Annas explored stand-up comedy later in his career. It was a natural progression for someone whose lectures were peppered with humor, the occasional levity acting as a counterbalance to the often gravely serious topics of his talks. For example, Annas and colleagues from CLER, including the late Michael Grodin, argued for better worldwide adherence to principles put forth in both the Nuremberg Code and the Universal Declaration of Human Rights to avoid the horrors of the past. In 1996, he co-founded Global Lawyers and Physicians, which aimed to merge medical ethics with human rights for physicians and health lawyers so both groups could work together for life, health, social justice, and equality.

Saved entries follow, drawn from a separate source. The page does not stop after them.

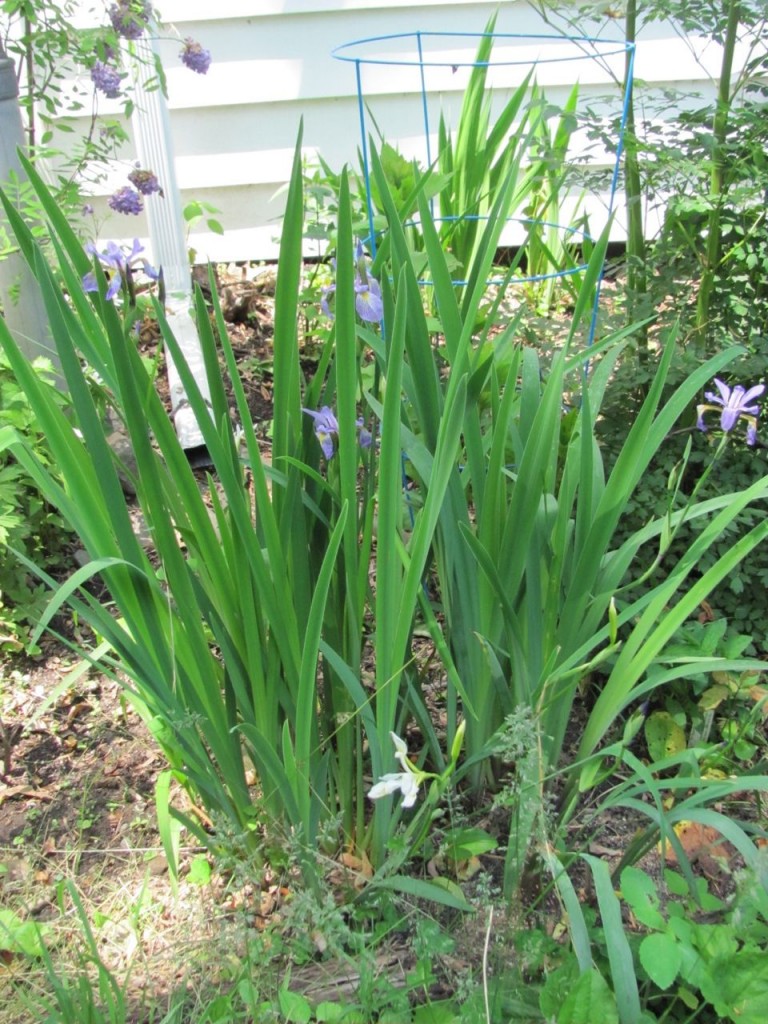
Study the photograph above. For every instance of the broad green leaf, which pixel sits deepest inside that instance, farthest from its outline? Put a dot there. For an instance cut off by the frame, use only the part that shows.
(640, 892)
(438, 890)
(662, 957)
(664, 735)
(18, 936)
(294, 1007)
(737, 986)
(589, 1001)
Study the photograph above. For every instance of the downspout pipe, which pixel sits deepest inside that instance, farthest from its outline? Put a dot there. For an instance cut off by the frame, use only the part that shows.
(152, 131)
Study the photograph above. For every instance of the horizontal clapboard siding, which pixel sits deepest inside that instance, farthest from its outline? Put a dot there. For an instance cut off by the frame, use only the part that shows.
(233, 130)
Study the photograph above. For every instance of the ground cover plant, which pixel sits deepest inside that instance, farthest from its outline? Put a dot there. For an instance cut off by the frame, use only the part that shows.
(412, 664)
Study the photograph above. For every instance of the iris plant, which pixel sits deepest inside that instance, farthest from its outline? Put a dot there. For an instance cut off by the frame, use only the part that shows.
(408, 781)
(368, 301)
(326, 426)
(120, 263)
(732, 403)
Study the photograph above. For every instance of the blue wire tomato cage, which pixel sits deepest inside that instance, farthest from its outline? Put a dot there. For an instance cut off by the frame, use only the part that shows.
(431, 61)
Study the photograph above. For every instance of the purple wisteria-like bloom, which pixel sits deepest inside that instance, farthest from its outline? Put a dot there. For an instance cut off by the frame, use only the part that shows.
(732, 404)
(327, 427)
(126, 200)
(107, 79)
(130, 17)
(119, 262)
(145, 181)
(195, 56)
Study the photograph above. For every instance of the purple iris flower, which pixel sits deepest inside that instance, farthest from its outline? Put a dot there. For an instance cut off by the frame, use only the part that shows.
(327, 427)
(733, 403)
(119, 262)
(368, 301)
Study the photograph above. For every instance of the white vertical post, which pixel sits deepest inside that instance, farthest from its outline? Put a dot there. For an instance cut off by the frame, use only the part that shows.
(19, 294)
(152, 129)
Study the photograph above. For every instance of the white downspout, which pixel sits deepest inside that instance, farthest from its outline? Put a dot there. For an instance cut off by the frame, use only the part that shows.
(152, 129)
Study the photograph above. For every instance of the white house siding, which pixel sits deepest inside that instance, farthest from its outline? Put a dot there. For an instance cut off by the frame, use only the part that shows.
(233, 130)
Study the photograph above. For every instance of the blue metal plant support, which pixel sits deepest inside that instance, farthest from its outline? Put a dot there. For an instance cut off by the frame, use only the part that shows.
(433, 67)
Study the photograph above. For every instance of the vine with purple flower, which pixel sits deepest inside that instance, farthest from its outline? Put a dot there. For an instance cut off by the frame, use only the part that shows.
(130, 19)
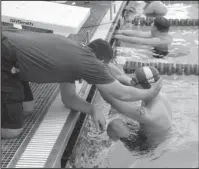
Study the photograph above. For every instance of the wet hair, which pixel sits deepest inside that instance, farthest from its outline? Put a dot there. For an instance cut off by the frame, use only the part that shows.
(102, 49)
(162, 24)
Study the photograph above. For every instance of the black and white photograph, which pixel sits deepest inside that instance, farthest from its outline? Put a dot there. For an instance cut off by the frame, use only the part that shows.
(99, 84)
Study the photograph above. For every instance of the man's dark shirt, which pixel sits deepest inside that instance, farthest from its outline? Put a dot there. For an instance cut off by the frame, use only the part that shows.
(49, 58)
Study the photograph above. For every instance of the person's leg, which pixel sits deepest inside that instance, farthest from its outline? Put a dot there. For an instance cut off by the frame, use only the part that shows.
(11, 120)
(28, 104)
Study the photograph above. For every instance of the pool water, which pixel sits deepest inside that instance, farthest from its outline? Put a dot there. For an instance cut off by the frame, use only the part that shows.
(184, 48)
(176, 10)
(180, 149)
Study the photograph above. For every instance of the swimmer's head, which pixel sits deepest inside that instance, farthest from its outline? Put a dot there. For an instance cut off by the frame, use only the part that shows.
(117, 129)
(102, 50)
(160, 24)
(145, 76)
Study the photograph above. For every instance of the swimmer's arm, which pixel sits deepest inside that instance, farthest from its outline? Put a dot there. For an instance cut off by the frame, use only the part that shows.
(128, 109)
(143, 41)
(71, 100)
(119, 74)
(126, 93)
(134, 33)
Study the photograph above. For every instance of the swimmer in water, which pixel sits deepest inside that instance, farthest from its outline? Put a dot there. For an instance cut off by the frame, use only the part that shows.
(154, 9)
(154, 116)
(158, 37)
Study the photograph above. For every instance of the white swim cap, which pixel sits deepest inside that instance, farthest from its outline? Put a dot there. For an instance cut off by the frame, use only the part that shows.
(145, 76)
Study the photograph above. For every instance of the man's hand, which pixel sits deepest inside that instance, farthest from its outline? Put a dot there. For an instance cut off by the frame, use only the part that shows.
(116, 36)
(99, 119)
(154, 90)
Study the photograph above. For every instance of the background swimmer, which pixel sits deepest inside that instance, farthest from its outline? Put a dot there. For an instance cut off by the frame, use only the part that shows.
(155, 8)
(158, 37)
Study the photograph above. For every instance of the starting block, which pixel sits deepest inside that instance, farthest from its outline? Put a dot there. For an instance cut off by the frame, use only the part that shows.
(60, 18)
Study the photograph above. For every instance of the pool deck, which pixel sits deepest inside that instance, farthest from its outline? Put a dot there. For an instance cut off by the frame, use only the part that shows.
(44, 143)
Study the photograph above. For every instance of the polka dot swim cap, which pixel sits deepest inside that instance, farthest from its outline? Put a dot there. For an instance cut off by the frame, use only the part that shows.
(145, 76)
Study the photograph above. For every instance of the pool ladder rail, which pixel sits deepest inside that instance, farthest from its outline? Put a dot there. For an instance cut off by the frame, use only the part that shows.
(164, 68)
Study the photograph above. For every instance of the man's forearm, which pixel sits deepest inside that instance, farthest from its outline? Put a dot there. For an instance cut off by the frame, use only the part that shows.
(134, 94)
(127, 32)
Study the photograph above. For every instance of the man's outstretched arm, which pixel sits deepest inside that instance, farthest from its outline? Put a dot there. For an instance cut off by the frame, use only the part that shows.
(72, 101)
(134, 33)
(143, 41)
(128, 93)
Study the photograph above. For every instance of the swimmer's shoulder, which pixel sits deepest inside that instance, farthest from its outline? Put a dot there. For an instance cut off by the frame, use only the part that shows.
(167, 103)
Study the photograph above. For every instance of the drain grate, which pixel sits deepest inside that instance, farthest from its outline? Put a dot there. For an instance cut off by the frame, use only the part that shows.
(44, 93)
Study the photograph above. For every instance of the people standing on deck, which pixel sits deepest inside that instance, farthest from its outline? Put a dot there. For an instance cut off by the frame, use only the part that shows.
(155, 9)
(154, 116)
(48, 58)
(158, 37)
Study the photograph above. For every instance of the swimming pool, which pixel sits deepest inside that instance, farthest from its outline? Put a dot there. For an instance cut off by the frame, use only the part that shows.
(180, 149)
(184, 48)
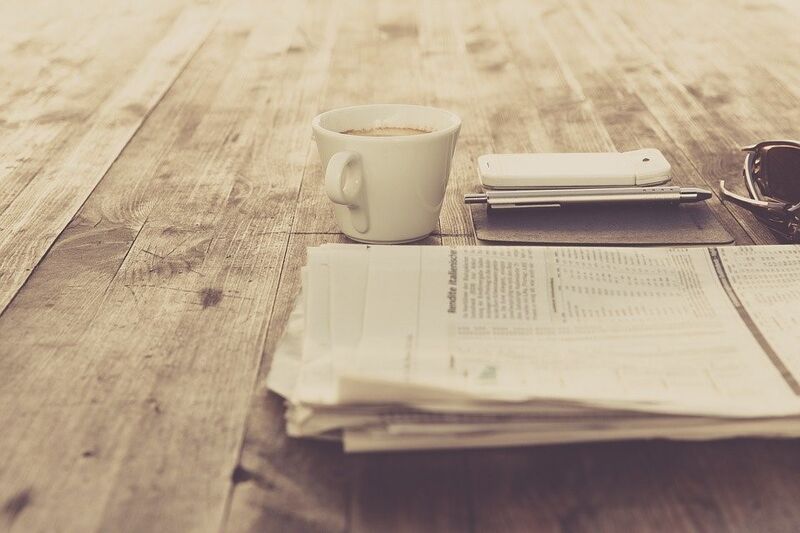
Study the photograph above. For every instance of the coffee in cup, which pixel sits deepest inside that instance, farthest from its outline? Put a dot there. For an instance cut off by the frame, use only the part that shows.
(386, 168)
(386, 131)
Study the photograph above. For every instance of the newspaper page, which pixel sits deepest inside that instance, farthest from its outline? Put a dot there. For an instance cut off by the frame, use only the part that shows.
(659, 327)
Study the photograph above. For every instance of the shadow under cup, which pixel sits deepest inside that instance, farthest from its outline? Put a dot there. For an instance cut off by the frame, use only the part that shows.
(386, 189)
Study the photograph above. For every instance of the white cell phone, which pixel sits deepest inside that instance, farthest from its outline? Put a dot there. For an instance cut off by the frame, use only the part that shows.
(647, 166)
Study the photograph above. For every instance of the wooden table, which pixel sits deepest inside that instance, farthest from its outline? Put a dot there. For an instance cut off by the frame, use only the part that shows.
(159, 186)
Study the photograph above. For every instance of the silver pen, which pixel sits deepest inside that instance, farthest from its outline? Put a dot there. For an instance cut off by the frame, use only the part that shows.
(598, 195)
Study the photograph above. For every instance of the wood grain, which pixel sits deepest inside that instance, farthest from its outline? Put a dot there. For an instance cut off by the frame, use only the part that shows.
(36, 215)
(159, 187)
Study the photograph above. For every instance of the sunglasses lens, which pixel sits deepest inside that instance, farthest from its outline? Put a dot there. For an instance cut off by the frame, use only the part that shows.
(780, 173)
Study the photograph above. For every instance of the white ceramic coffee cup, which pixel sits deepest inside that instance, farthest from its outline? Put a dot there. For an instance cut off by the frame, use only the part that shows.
(386, 189)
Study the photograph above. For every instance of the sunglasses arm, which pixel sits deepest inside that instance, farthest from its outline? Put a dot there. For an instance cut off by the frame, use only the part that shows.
(749, 203)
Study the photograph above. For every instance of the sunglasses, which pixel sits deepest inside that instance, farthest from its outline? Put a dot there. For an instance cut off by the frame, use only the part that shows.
(772, 176)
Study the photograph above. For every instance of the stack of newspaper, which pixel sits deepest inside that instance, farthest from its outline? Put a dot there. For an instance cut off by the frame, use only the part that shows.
(409, 347)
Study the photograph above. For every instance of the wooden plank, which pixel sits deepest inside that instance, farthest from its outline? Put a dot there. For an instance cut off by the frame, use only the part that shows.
(163, 338)
(627, 123)
(38, 213)
(375, 60)
(283, 484)
(707, 142)
(63, 68)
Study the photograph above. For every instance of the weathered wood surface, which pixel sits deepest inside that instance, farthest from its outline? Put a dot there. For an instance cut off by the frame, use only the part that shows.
(159, 185)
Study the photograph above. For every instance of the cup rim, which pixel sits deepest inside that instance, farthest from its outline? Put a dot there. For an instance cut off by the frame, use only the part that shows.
(443, 132)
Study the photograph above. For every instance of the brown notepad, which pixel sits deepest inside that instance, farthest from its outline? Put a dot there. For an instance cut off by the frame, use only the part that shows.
(614, 225)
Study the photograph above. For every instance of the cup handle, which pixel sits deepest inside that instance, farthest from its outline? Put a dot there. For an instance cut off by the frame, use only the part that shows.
(344, 183)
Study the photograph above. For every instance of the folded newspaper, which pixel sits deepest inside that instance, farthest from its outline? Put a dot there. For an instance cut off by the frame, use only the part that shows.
(416, 347)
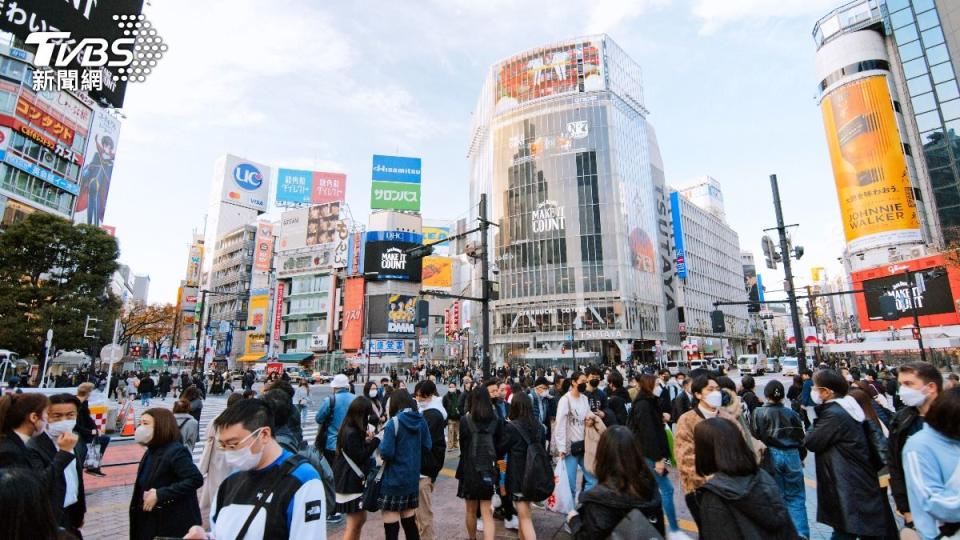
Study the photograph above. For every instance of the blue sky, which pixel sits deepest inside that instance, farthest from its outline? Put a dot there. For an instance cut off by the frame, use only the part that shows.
(729, 85)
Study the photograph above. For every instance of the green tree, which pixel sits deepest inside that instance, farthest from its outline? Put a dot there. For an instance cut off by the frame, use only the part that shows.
(53, 274)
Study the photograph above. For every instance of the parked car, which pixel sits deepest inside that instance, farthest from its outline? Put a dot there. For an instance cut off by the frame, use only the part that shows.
(752, 364)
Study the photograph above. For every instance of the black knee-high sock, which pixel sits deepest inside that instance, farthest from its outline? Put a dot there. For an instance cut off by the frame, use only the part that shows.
(410, 531)
(392, 530)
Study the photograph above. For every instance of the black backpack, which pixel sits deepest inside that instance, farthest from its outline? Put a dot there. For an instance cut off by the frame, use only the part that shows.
(537, 483)
(483, 454)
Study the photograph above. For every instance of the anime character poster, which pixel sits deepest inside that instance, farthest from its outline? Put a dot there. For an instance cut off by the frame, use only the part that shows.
(97, 169)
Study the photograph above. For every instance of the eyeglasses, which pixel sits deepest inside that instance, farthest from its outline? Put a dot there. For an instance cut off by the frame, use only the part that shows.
(237, 445)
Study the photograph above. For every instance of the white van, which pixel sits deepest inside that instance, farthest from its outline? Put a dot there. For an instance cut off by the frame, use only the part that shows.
(752, 364)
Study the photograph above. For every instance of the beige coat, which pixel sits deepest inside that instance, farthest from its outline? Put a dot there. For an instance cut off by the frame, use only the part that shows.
(591, 439)
(683, 442)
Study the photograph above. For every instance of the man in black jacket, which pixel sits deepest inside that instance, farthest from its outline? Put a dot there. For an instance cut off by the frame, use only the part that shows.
(451, 404)
(920, 383)
(616, 411)
(431, 462)
(64, 483)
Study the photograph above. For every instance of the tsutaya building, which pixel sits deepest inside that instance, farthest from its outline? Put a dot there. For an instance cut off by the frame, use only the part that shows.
(562, 147)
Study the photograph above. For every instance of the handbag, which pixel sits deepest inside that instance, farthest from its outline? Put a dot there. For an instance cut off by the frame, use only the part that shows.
(577, 448)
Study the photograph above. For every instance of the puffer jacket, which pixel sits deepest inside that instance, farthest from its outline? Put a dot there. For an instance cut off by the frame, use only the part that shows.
(849, 496)
(777, 426)
(401, 449)
(683, 440)
(601, 509)
(744, 507)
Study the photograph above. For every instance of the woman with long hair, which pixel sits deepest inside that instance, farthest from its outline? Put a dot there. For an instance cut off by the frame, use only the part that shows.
(26, 507)
(355, 447)
(646, 422)
(624, 484)
(479, 429)
(740, 500)
(781, 430)
(377, 414)
(21, 417)
(164, 501)
(519, 433)
(405, 437)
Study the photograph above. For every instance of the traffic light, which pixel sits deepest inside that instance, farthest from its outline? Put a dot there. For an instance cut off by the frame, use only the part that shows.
(770, 252)
(717, 323)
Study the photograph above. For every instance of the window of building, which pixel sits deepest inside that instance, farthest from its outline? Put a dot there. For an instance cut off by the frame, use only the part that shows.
(901, 18)
(947, 91)
(931, 37)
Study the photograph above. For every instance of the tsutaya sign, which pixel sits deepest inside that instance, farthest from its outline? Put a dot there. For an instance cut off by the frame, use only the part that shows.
(548, 216)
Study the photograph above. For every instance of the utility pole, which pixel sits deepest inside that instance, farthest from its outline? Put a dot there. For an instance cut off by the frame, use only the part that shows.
(485, 282)
(912, 283)
(788, 274)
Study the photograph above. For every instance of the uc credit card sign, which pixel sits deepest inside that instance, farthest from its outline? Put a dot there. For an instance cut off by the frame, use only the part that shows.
(396, 169)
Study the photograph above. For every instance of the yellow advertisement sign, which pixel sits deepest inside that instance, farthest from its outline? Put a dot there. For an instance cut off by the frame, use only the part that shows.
(876, 201)
(437, 273)
(255, 340)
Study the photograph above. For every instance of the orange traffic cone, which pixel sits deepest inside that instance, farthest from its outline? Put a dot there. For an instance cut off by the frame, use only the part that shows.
(129, 427)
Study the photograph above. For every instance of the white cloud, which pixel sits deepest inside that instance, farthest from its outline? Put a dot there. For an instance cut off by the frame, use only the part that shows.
(716, 14)
(605, 15)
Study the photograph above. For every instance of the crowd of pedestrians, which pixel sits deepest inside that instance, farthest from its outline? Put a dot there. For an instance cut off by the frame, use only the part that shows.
(615, 434)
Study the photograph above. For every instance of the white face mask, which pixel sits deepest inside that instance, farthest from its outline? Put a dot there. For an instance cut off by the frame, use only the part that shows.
(55, 429)
(143, 434)
(911, 397)
(714, 399)
(243, 459)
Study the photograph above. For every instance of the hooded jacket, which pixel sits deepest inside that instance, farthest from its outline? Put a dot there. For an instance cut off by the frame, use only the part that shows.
(745, 508)
(930, 463)
(436, 416)
(401, 449)
(602, 508)
(849, 497)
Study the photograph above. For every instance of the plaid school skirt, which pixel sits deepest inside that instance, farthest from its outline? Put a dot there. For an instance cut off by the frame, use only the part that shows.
(398, 503)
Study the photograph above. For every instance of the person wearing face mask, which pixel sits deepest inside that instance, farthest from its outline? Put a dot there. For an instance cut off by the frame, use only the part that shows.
(65, 485)
(272, 492)
(164, 501)
(647, 424)
(708, 403)
(573, 410)
(21, 417)
(451, 404)
(849, 496)
(919, 384)
(377, 415)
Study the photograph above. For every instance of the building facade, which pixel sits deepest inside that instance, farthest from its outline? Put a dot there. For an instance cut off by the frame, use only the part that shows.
(229, 282)
(562, 147)
(56, 148)
(714, 273)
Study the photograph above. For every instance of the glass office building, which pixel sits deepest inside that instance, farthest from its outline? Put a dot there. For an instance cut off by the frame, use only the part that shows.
(571, 167)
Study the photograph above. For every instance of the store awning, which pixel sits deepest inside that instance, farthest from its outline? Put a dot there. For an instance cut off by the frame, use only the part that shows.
(295, 358)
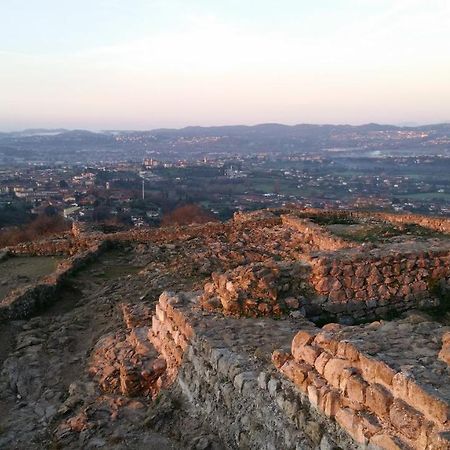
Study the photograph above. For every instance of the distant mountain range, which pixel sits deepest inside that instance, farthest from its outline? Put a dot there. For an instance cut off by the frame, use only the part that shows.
(233, 130)
(190, 142)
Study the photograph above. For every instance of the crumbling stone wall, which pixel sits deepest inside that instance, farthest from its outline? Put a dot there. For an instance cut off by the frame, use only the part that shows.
(316, 236)
(245, 400)
(258, 289)
(371, 283)
(64, 244)
(375, 402)
(441, 224)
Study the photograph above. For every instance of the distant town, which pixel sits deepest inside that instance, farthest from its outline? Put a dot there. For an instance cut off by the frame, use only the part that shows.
(134, 179)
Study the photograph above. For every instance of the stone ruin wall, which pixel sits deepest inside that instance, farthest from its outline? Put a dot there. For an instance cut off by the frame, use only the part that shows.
(440, 224)
(24, 302)
(249, 407)
(315, 236)
(324, 392)
(65, 244)
(356, 282)
(375, 404)
(369, 284)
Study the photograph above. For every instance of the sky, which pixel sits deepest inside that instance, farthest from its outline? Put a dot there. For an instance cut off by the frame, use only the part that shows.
(143, 64)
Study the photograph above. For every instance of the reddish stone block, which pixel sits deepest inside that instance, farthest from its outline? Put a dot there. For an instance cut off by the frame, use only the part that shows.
(310, 353)
(333, 370)
(296, 372)
(378, 400)
(321, 361)
(356, 389)
(330, 403)
(326, 341)
(432, 407)
(279, 357)
(348, 351)
(387, 442)
(349, 420)
(406, 419)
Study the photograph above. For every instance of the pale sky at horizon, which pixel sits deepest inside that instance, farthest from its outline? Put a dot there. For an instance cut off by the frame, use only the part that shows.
(136, 64)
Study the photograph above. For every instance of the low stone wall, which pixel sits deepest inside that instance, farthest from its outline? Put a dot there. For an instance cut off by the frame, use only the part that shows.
(25, 302)
(441, 224)
(57, 245)
(259, 289)
(223, 367)
(315, 236)
(377, 403)
(369, 283)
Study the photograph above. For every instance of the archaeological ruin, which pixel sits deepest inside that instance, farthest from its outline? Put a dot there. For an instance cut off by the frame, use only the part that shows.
(279, 329)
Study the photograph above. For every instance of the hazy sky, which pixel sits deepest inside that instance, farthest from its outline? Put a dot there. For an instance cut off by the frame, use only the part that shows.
(149, 63)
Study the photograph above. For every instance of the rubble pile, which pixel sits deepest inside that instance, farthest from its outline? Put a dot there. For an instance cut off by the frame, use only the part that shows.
(125, 361)
(257, 289)
(226, 357)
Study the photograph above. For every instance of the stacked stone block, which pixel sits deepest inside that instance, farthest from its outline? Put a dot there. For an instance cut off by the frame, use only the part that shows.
(372, 283)
(376, 404)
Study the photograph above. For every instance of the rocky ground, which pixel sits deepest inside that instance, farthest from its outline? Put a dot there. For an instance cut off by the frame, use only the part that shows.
(17, 272)
(48, 396)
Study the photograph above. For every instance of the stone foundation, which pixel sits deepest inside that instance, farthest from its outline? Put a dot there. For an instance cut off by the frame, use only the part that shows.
(359, 376)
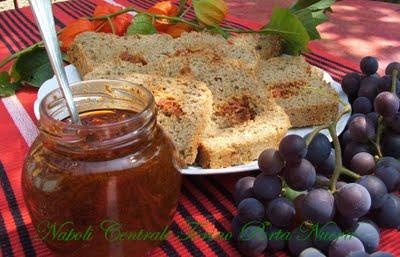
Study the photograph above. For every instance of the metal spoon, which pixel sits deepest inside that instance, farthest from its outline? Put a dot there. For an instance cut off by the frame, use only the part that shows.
(43, 12)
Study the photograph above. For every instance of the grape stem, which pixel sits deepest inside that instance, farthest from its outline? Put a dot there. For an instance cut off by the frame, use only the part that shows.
(379, 132)
(339, 169)
(349, 173)
(394, 80)
(338, 157)
(314, 133)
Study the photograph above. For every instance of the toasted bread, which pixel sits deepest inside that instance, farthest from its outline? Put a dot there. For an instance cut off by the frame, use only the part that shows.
(300, 90)
(91, 49)
(178, 103)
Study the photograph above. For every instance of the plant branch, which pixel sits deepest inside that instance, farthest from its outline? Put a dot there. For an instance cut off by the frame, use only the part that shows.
(264, 30)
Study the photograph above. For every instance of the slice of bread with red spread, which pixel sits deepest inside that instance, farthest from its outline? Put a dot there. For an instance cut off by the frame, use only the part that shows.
(177, 101)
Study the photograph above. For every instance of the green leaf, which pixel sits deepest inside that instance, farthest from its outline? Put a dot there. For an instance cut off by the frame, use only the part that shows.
(182, 4)
(305, 16)
(141, 24)
(32, 67)
(7, 87)
(284, 20)
(312, 5)
(219, 30)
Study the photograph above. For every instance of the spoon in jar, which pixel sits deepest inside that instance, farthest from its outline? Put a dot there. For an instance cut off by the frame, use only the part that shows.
(43, 13)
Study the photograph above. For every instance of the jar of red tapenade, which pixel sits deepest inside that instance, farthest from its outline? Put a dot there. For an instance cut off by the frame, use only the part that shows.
(106, 187)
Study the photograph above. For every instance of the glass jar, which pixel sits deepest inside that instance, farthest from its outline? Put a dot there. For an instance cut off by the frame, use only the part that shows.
(108, 189)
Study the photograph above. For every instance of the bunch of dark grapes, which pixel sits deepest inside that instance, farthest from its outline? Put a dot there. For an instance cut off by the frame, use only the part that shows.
(313, 203)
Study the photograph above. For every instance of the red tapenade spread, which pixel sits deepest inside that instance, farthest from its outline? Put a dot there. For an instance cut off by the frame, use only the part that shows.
(107, 187)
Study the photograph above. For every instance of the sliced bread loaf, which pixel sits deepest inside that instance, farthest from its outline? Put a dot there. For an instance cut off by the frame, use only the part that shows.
(266, 46)
(300, 90)
(92, 49)
(184, 106)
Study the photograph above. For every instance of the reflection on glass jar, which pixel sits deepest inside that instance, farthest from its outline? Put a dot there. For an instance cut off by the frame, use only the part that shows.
(107, 187)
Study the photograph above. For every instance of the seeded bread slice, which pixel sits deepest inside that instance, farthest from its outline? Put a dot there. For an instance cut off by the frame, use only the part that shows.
(266, 46)
(184, 106)
(244, 120)
(299, 89)
(91, 49)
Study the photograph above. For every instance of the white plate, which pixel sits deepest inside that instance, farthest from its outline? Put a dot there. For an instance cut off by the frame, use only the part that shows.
(73, 76)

“I came to see human rights as a much more useful, comfortable, and effective framework for my work than medical ethics or health law,” Annas told interviewer Judith Swazey of the Acadia Institute in 1997. “It sounds overly idealistic on one level, but we take it quite seriously. It’s a grandiose idea that doctors and lawyers can actually work together transnationally to promote human rights and health. What that means is that it doesn’t matter what country they’re from; that the professions can transcend governments and their laws…to try to help people.”
His wife of 55 years, Mary Roche Annas, passed away in the fall of 2024. They lived in the same house in Newton together for more than 50 years, where they raised their two children, Catherine and David.
A wake will be held from 4-7 PM on Sunday, June 8 at Eaton & Mackay Funeral Home, 465 Centre Street in Newton, Mass. A Funeral Mass will be held at 10:30 am on Monday, June 9 at Sacred Heart Parish, 1317 Centre Street in Newton Centre, followed by a burial at the Newton Cemetery, 791 Walnut Street in Newton.